T-Remotto - Instinto Bélico

NOTA DO CRÍTICO
Nota do Público 3 (2 Votos)

Mesmo em 2019, mesmo antes da pandemia e, talvez, no auge da aposta da música independente, tiveram bandas aventureiras por esse universo ainda em exploração. Um desses exemplos foi o T-Remotto, quinteto de Nova Iguaçu (RJ) que se lançou no mercado da música com Instinto Bélico. Seu EP de estreia.


Aspereza, explosão e excitação. Existe, no meio das guitarras sujas e distorcidas de Fábio Spycker e Ghile Arms, e dos intensos golpes da bateria de Rafael Bertozzi, uma melodia curiosamente sensual e selvagem que acaba por atrair o ouvinte a partir de sua imersão no campo misto do grunge e do hard rock. Eis que, logo no despertar do primeiro verso, uma voz grave, mas ao mesmo tempo macia, surge introduzindo uma cadência rappeada à harmonia ainda em formação. É Rogério Sylp que, com seu timbre semelhante ao de Zeider, introduz um lirismo de caráter de protesto político intenso cujo foco está na sede pelo poder, no social e na falta de esperança por uma sociedade hierarquicamente igualitária.  Pela cadência vocal, pelo intenso teor político no lirismo e por uma melodia de ambiências da década de 90 e início dos anos 00’ misturadas, Acende Lampião é uma faixa que traz influência do Detonautas Rock Clube em sua estrutura. Afinal, há tons de indignação latentes na interpretação assumida por Sylp.


Sylp, com ligeiros momentos de solidão, puxa a introdução de Cães de Terno. Assumindo uma base melódica semelhante à de Acende Lampião, a presente faixa possui temperos extras de um suspense entorpecido oferecido pela guitarra base e uma noção melancólica trazida, ao mesmo tempo, pelo sobrevoo das notas solitárias e espaçadas oferecido pela guitarra solo. Como já se mostrou ser uma das assinaturas de T-Remotto, a presente canção segue com um lirismo que exala incredulidade, mas, diferente da faixa anterior, Cães de Terno traz o ponto de vista do proletariado, de quem tem contas a pagar, de quem tem garra e de quem preza pela vida. Ao mesmo tempo, a faixa é uma clara crítica ao comportamento hegemônico, absolutista e conquistador dos EUA em divulgar sua cultura e seu modo de vida para quem o quer seguir. Cães de Terno é, melodicamente, suja e distorcida e, liricamente, um protesto contra a demo e a meritocracia. É uma canção que representa aqueles que seguem suas vidas buscando o melhor e enfrentando as adversidades.

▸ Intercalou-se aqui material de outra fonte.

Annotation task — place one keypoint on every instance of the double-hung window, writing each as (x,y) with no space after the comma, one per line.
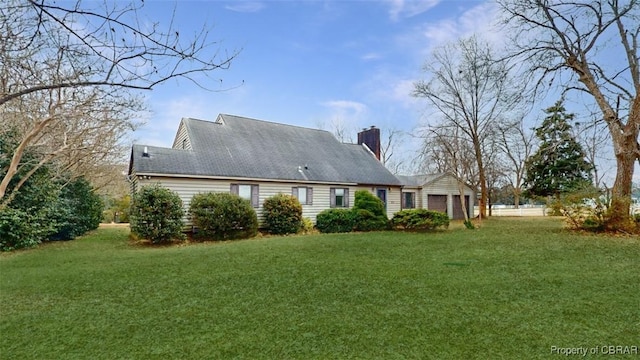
(303,194)
(248,192)
(339,197)
(409,200)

O quesito melódico atinge o patamar mais alto de Instinto Bélico no despertar da faixa-título. Com forte presença do riff grave e compassado do baixo de Dom Ramon, a música traz uma ambiência mais iluminada e florada cujo terreno é sensorialmente confortável. Um hard rock excitante que remete bandas que vão desde Guns and Roses a Steel Panther. Introduzindo um vocal de cadência mais desacelerada, Sylp traz, aqui, uma metáfora em que ‘instinto bélico’ designa um comportamento que se perde em ‘pensamentos autodestrutivos’. Questionando o ato automático da rotina e da não percepção dos atos de carinho, a canção pode, por outro lado, estar tratando de atitudes possessivas tomadas em um relacionamento. Apesar dessa densidade lírica, ingredientes como melodia mais leve, cadência vocal mais lenta e refrão-chiclete fazem da faixa-título um forte single do EP.

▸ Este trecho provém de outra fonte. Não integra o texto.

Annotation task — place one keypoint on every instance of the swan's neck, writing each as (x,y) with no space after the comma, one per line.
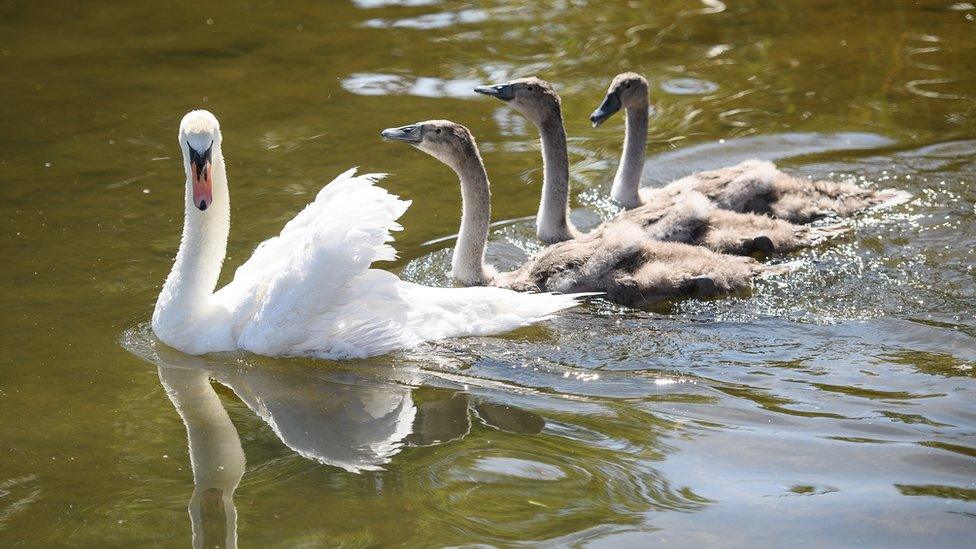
(468,262)
(187,292)
(627,181)
(552,222)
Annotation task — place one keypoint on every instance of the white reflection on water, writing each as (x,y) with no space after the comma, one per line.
(431,20)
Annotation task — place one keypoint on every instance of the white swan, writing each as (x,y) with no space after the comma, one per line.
(309,291)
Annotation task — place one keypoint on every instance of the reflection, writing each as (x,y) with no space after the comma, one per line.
(354,420)
(216,456)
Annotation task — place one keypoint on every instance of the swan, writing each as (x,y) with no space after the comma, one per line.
(616,259)
(310,291)
(753,186)
(689,218)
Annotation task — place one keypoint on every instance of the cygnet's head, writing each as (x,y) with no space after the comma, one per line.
(199,137)
(447,141)
(627,90)
(533,97)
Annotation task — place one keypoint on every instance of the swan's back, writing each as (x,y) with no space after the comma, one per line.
(618,260)
(757,186)
(310,291)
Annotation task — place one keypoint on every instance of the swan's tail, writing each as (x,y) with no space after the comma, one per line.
(889,198)
(454,312)
(814,235)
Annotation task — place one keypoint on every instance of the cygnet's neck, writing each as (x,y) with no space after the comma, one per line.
(627,181)
(552,222)
(468,262)
(187,292)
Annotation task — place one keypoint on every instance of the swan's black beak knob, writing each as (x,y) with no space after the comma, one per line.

Trazendo uma mistura harmônica de hard rock, grunge e pitadas de hardcore, Instinto Bélico é um EP de lirismos contestadores e de forte foco político. Inquieto, o trabalho é caracterizado, inclusive, por um vocal de frases em métricas rappeadas que ampliam a noção de protesto.


Por essa razão, influências como Charlie Brown Jr., Detonautas Rock Clube e a onda sonora dos anos 90 são facilmente encontradas por entre as frases criadas pelos integrantes da T-Remotto. E nesse sentido, a união sonora proporcionada pelos instrumentos mostra sincronia e uma harmônica química presentes entre os membros do quinteto.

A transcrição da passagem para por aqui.